Finally, as autonomous vehicle tech approaches commoditization, there will be plenty of opportunities in the software layers that optimize routes and orchestrate resources across supply chains.
Abhijit Ganguly, senior manager at Goodyear Ventures: The secular trend toward electrification presents opportunities to OEMs, Tier 1 vendors and aftermarket participants alike. We continue to see opportunities in EV fleet management, aftermarket solutions for improving uptime and reducing cost of operations and supportive infrastructure development (software and hardware) for easy deployment. Envoy, a Goodyear Ventures portfolio company, is capitalizing on these opportunities through its shared mobility EV platform.
Rachel Holt, co-founder/general partner at Construct Capital: We invested in a really interesting company building the software operating layer to help EV hardware manufacturers “connect;” the software layer of EV is going to be a very interesting space.
Sasha Ostojic, Playground Global operating partner: There seems to be an overlooked opportunity with consumer automotive apps. We have apps to manage our homes (cameras, speakers, sensors, etc.) so it’s only natural that our cars should join that ecosystem. At first it will be OEM-specific apps (like the Tesla app or the terrible GM app), but I expect an evolution of open APIs where you can add any car to your “garage” (like adding a device to Google Home).
Sebastian Peck, InMotion Ventures’s managing director: I think the market may not have fully appreciated the vast potential of connected vehicle data yet, in part because that data is currently still hard to access for developers. We see more OEMs making APIs available in 2021 and we expect this will become a very dynamic space with a lot of innovation benefitting consumers and commercial fleet managers.

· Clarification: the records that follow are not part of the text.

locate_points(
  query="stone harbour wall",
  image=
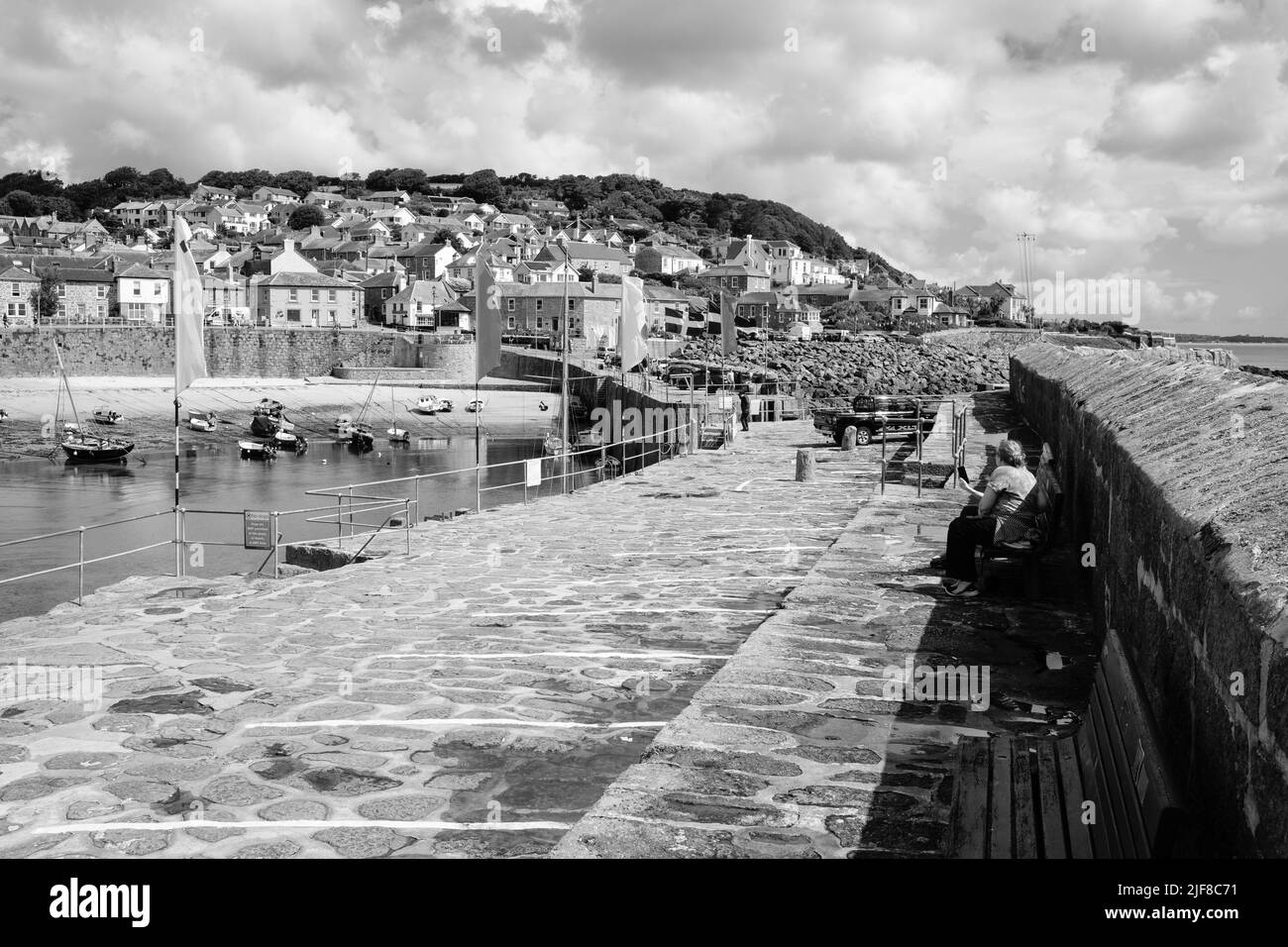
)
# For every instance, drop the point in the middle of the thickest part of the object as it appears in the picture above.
(1175, 471)
(231, 352)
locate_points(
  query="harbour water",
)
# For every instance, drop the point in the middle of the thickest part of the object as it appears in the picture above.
(1262, 355)
(44, 496)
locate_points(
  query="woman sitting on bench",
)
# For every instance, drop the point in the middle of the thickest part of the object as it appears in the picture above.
(1008, 487)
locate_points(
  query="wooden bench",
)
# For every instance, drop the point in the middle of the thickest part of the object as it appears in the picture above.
(1103, 792)
(1030, 557)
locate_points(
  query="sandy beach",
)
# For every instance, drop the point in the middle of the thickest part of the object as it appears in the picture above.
(312, 405)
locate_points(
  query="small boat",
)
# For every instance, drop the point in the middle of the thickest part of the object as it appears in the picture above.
(362, 440)
(257, 450)
(268, 419)
(286, 441)
(95, 450)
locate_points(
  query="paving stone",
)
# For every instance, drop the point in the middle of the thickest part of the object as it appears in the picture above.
(362, 843)
(235, 789)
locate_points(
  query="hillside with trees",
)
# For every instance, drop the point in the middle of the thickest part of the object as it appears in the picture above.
(630, 202)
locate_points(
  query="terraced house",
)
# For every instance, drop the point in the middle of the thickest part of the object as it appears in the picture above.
(143, 295)
(305, 300)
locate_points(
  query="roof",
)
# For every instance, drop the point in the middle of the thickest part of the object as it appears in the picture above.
(381, 279)
(424, 248)
(308, 279)
(432, 291)
(735, 269)
(140, 272)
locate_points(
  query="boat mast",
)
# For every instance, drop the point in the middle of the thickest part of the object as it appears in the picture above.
(563, 401)
(65, 382)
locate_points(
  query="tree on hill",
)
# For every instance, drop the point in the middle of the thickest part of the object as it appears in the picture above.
(483, 187)
(44, 298)
(305, 215)
(410, 179)
(296, 182)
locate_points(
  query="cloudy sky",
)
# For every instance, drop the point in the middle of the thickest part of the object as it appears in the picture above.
(1141, 140)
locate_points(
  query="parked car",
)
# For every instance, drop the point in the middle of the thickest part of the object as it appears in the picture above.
(875, 415)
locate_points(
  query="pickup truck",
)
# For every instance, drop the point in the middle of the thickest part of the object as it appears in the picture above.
(875, 415)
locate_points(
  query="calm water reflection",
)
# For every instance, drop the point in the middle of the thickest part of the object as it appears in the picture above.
(42, 496)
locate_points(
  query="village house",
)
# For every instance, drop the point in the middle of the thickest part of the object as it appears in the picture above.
(546, 208)
(536, 309)
(1012, 302)
(426, 261)
(376, 290)
(143, 295)
(301, 300)
(205, 193)
(274, 195)
(16, 289)
(545, 270)
(599, 258)
(735, 277)
(668, 260)
(417, 305)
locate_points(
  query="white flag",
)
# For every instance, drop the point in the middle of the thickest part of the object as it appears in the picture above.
(189, 351)
(632, 338)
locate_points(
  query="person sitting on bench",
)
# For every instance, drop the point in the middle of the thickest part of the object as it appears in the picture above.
(1008, 487)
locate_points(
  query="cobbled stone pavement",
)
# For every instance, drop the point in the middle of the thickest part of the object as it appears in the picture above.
(795, 749)
(476, 697)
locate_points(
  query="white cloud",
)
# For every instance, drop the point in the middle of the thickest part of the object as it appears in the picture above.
(386, 14)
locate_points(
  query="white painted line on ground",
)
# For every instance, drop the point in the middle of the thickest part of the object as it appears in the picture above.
(708, 552)
(668, 655)
(296, 823)
(452, 722)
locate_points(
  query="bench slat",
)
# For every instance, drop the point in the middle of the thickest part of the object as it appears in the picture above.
(1109, 806)
(1147, 780)
(1000, 810)
(1048, 801)
(1125, 792)
(970, 799)
(1073, 793)
(1021, 792)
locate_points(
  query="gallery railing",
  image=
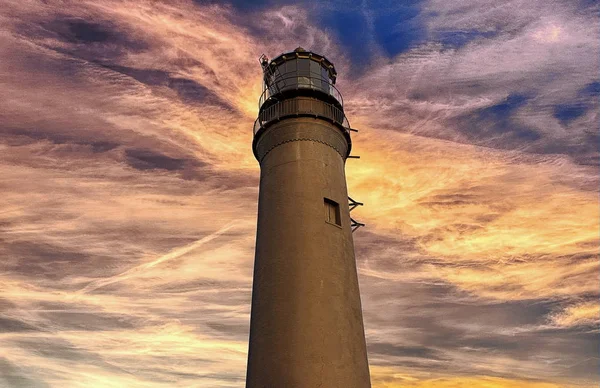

Commission on Future Mobility Q&A
The Commission on the Future of Mobility is a new global coalition of business, industry, technology and policy leaders with a gigantic mission. The organization recently announced a slew of appointments to its board, notably Mary Nichols, the former chair of the California Air Resources Board and Jim Farley, president and CEO of Ford Motor Co. Other commissioners include Ola Cabs Chairman Bhavish Aggarwal, Valeo Chairman and CEO Jacques Aschenbroich and Avinash Rugoobur, who is president of Arrival.
I thought it was time to learn more and so I reached out and had a chat with Alisyn Malek, the organization’s executive director and the former COO and co-founder of May Mobility.
Here’s an edited version of our conversation.
ME: It says here that the ultimate objective of the commission is to recommend a framework for regulations in the American, European and Asian markets that reflects and facilitates the technological transformation taking place. That’s a lot.
MALEK: It’s a big goal. (laughs)
ME: Why take a global approach to this?
MALEK: We think it’s really important to take a global approach because that allows you to be open to more options of what solutions could look like. If we were only looking at a specific region — yes, it’s a little bit easier in terms of what you need to focus on and the problems that you need to solve — but we also worried that it would limit us. By taking this global approach, we think it really creates the opportunity to take the best of what everybody is trying to do and put those out as options for people to really understand what the future could look like.
ME: Will this framework acknowledge that each region has its own demographics and nuances and cultural behaviors and infrastructure?
MALEK: We realize that there’s not going to be a one-size-fits-all solution, so our hope is to be able to put together a compelling vision and create options that different policymakers can select from and better understand the trade-offs between them.
ME: The CFM emphasizes that its results are going to be based on data methodologies. Can you explain exactly the type of hard data that’s going to be used.
MALEK: We recognize that a lot of work has been done in these spaces before, so we will be looking at the current literature and working to add some new information and insight. We do think that there are areas where data needs to be collected.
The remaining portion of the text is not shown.